Fig. 6. Mosaic genetic perturbation and scSeq in organoids highlights OTX2 regulome activity differences between retinal cell types.

a, Heat map shows OTX2 transcript expression, motif enrichment and positive regulome (+) and negative regulome (−) densities along the inner (I) to outer (O) and pseudotime axes from the reconstructed multimodal map. b, Transcriptome-based UMAP metacell plot showing OTX2 expression (left) or motif enrichment within accessible chromatin peaks (right). c, Global TF GRN highlighting OTX2 (black node) and the predicted positively (red) and negatively (blue) regulated genes within the inferred OTX2 regulon. d, Box plots show the distribution of OTX2 positively (top, +) or negatively (bottom, −) regulated targets within the GRN based on the expression correlation of each target to different retinal cell fates. e, Schematic of single-cell perturbation experiment using the CROP-seq method. Three gRNAs targeting OTX2 and four other TFs (Supplementary Information) were used together with a random non-targeting gRNA (dummy). Retinal organoids were infected with gRNA-containing lentiviruses at 19 weeks, and scRNA-seq and amplicon-seq were performed on suspensions at 22–24 weeks. f, UMAP projection colored by annotated cell type (left) or by cells with OTX2 (top right, red) or dummy (bottom right, dark gray) gRNAs detected.
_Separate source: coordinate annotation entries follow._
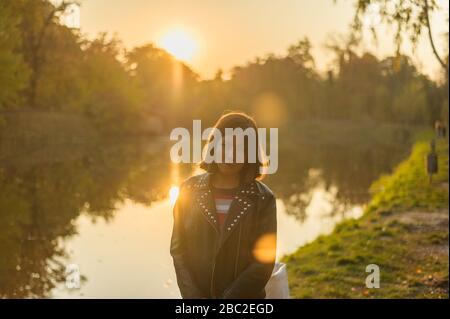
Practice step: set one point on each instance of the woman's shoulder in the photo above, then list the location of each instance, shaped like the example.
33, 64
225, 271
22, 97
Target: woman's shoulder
264, 190
194, 181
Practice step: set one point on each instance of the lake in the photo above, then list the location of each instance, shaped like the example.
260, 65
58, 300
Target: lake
105, 209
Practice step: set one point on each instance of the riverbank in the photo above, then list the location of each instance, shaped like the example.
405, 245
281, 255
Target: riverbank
404, 231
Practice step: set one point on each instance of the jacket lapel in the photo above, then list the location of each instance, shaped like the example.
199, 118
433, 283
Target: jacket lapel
243, 203
205, 201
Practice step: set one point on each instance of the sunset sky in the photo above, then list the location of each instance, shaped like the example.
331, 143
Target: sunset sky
223, 34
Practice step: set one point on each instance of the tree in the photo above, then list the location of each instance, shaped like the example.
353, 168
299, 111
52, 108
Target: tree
14, 72
410, 17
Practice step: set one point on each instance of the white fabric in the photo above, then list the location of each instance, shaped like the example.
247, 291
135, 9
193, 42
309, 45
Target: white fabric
278, 287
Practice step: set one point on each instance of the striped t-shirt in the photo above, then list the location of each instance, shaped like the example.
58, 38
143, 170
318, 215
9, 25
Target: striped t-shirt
223, 198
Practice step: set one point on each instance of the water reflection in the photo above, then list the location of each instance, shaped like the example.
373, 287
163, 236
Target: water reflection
108, 210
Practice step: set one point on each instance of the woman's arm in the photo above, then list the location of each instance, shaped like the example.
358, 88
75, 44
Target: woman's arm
255, 277
188, 288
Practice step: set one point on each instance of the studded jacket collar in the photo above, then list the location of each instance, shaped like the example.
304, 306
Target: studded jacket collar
218, 262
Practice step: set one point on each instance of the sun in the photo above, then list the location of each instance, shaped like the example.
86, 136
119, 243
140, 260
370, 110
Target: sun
180, 44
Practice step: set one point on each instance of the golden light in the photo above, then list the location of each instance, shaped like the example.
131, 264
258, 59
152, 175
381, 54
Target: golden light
173, 194
180, 44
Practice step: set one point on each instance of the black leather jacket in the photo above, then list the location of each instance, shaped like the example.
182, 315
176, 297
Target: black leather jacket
234, 261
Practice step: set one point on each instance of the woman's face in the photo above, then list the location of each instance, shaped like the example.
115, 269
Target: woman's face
230, 153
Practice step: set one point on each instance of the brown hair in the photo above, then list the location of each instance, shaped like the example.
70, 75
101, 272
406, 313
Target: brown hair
250, 171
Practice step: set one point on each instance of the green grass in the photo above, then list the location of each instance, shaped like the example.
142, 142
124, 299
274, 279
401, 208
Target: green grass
404, 231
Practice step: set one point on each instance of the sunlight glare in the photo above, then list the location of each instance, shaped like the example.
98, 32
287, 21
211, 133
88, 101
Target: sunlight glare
173, 194
180, 44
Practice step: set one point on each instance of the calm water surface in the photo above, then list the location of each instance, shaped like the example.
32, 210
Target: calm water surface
108, 210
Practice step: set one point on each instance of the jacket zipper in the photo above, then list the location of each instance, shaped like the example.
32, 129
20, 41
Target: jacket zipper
238, 251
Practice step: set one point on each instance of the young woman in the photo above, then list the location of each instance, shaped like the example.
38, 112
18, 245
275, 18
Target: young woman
224, 234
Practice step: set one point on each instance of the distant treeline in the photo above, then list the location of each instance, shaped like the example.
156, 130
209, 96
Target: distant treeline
47, 66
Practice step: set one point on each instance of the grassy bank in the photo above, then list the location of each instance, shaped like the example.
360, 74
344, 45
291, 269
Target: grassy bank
404, 231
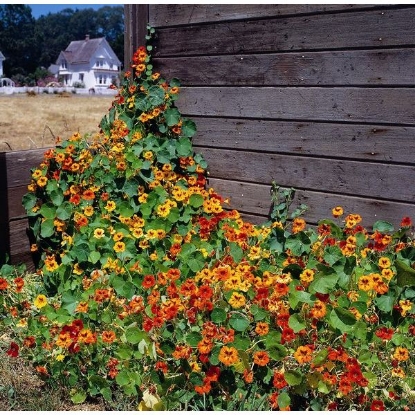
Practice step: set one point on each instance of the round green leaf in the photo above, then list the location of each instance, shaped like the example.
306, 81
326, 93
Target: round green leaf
218, 315
293, 377
239, 322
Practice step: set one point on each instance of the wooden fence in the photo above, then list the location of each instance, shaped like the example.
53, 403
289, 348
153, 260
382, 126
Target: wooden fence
316, 97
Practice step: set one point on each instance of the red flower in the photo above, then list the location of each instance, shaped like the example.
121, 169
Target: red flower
377, 405
148, 281
3, 284
13, 350
384, 333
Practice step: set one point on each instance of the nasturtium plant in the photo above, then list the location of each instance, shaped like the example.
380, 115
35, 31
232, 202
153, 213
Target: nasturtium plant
149, 285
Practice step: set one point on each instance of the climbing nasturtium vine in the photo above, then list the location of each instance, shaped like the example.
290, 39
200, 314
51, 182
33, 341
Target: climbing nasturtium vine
149, 284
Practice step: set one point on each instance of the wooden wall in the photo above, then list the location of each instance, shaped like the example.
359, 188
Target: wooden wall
15, 176
317, 97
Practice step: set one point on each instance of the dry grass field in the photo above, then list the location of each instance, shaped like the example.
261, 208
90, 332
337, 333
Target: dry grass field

Gray cells represent unknown or other targeted TFs. g, Heat map showing gene expression modules (columns) and their activity in cell clusters (rows). Left sidebar shows cluster type. Bottom sidebar shows module clusters. Top side bar shows the differential module activity for the OTX2 gRNA cells relative to dummy control. h, Scatter plot showing the relationship between differential expression between OTX2 LOF and control (x axis) and predicted directionality in the OTX2 GRN targets (y axis). i, GO enrichments for modules that are significantly affected by OTX2 LOF. j, Heat map shows the module activity scores across the retinal organoid spatiotemporal multimodal map. CL, control; KO, knockout; Pt, pseudotime; wks, weeks; ER, endoplasmic reticulum.